Fig 4: TPCx-BB SF 3000 price/performance result on March 15, 2021
Key Takeaways
- Dell Technologies renews its interest in the smaller SF TPCx-BB space after over four years.
- More processing power is contained in smaller packages. The Dell EMC PowerEdge R7515 result used more processing cores in a smaller footprint (TRU) compared to the previous best result. This tendency is consistent with current industry trends.
- It pays to invest in faster storage. The Dell EMC PowerEdge R7515 result used about 54 TB of NVMe + SSD storage compared to about 220 TB of HDD storage. The faster storage better matched the faster processors enabling more efficient processing. That power contributed to the SUT posting 2.53x better performance and 24.52% better price/performance than the previous best TPCx-BB SF 3000 result. The SUT used in this result took advantage of the lower prices for NVMe/SSD storage devices.

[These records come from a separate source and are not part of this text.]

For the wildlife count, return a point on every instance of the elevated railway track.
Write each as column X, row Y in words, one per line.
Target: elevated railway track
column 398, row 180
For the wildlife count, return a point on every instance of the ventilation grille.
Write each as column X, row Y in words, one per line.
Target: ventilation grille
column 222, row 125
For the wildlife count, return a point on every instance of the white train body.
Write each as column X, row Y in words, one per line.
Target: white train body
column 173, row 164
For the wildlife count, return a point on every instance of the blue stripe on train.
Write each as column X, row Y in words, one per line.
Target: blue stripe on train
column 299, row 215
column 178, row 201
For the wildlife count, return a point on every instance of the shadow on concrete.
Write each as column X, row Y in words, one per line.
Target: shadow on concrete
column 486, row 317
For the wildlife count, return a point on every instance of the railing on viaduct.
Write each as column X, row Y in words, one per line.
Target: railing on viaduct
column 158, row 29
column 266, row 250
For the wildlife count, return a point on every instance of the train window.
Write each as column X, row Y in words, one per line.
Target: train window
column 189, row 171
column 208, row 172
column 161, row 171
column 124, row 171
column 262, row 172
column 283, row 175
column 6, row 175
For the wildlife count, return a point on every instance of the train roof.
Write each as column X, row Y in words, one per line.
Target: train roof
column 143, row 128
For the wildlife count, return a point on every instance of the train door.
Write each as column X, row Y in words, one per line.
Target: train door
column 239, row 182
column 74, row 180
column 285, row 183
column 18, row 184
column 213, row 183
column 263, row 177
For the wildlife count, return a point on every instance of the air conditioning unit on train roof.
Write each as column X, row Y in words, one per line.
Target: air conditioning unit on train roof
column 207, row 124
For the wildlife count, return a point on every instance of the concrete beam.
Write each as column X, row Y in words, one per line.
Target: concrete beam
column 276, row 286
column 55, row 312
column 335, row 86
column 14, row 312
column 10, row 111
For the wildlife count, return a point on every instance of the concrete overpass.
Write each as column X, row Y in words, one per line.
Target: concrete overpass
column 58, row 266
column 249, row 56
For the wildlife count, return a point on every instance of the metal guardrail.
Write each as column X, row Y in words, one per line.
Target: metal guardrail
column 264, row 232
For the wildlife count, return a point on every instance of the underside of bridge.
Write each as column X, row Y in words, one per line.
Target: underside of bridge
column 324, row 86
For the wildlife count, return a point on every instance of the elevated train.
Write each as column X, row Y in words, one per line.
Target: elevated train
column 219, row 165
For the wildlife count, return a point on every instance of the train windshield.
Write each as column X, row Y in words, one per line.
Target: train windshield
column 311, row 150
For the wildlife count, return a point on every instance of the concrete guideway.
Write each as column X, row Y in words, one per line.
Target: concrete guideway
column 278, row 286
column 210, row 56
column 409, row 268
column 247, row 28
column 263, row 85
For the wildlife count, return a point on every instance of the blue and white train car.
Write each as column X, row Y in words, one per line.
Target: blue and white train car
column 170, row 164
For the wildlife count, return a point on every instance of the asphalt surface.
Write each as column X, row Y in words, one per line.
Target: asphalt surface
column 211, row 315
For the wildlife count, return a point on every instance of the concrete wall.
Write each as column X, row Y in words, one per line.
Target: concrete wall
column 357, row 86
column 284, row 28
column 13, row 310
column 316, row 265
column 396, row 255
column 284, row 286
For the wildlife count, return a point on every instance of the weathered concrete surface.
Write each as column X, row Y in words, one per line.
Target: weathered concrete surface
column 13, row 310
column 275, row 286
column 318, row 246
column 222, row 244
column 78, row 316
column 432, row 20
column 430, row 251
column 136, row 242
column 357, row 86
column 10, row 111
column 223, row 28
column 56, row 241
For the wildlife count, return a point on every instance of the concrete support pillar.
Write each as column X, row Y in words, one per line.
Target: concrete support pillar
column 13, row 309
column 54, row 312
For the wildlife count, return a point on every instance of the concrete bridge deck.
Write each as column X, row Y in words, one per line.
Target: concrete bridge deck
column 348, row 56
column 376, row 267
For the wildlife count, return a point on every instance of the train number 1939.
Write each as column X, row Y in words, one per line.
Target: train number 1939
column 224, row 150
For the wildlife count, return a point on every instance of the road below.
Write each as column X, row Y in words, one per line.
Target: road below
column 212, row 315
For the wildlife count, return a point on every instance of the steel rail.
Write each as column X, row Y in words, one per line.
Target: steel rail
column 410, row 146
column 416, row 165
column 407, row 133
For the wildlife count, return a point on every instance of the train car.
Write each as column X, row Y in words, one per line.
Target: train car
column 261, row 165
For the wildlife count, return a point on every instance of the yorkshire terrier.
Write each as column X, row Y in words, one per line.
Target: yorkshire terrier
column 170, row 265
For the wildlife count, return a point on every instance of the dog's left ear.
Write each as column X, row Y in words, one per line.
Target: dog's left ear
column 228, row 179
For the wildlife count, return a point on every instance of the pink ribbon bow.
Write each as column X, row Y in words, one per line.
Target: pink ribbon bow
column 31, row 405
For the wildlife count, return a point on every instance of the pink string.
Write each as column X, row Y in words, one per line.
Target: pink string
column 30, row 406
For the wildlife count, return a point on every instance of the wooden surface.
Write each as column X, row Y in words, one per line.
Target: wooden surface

- Real-world queries should run over 2x faster on the PowerEdge R7515, based on previous results. Table 4 shows that the Dell EMC PowerEdge R7515 result was performed in 8.61 hours compared to 19.54 hours used by the previous best result.
Conclusion
This result demonstrates that Dell Technologies has a renewed interest in smaller SFs after several years. The previous most recent results from Dell EMC have been on the bigger SF 10000.
The TPCx-BB SF 3000 result showed that Dell EMC PowerEdge R7515 hardware platforms with AMD Milan processors pack blazing performance in smaller (than predecessors) rack units. These servers enable smaller data center footprints without sacrificing price or performance. This advantage coincides with observations from the other results which are part of this blog series.
Dell Technologies uses these results to provide verifiable performance data about its products and solutions to its customers. For that reason, Dell Technologies has been an active member of the TPCx-Big Bench Technical Committee. Dell Technologies continues to collaborate with other stakeholders within the industry to maintain the TPCx-BB specification.